There's opportunity everywhere.

There isn't an area of IT that can't be rethought. Applications aimed at individuals can be made social. Social things can be made for individuals. Big things can be made smaller and cheaper. Small things can be made big. Asynchronous things can be made synchronous and vice versa. Graphical things can get textual representations and vice versa. Expensive things can be made free or freemium. Things we currently don't pay for can become the basis for paid improvements. There are opportunities for disintermediation and new middle-men. Areas that are technical can be made accessible to the non-technical.
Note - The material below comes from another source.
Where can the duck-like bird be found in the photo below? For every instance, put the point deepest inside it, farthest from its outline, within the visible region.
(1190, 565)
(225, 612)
And things that don't currently need a computer can have a computer or sensor or online interface attached.

So don't limit yourself ...

In particular there are three mega-trends or super-areas that you can use to orient yourself.

  • big data / machine learning / AI / data-mining. ie. anything that's about collecting, storing, manipulating large amounts of data, and running algorithms to look for patterns in and search and summarize and resynthesize it. Increasingly this allows jobs previously done by smart humans to be done by computers. (Everything from driving trucks to analyzing legal documents to diagnosing diseases to making scientific hypotheses and designing experiments to test them.)
  • IoT / ubicomp/ robotics / device swarm / wearables / augmented reality / desktop manufacturing ie. anything that's about putting computing power, sensors and actuators in new formats and objects, that are scattered around the physical world and more intimately tied into our bodies and activities within it. Also, the use of things like 3D printing that let small startups and makers get involved in designing and prototyping physical things with computers in them.
  • security / darknets / cryptocurrencies / privacy / block-chains ie. the application of cryptography in new places. Both to protect and extend privacy, and to attack it; to extend trustworthiness and reliability. Surprising things happen when the block-chain promises to make data-bases of, say, financial transactions that literally can't be faked or hacked ..in particular, seems like we may be able to do without all kinds of institutions that exist simply as authorities to put our trust in. Imagine a world where capitalism really can work without any banks to issue or manoeuvre money; without accountants to audit companies' books and ensure they're telling the truth; and without market platform providers like New York or London Stock exchanges or the investment banks that underwrite company offerings.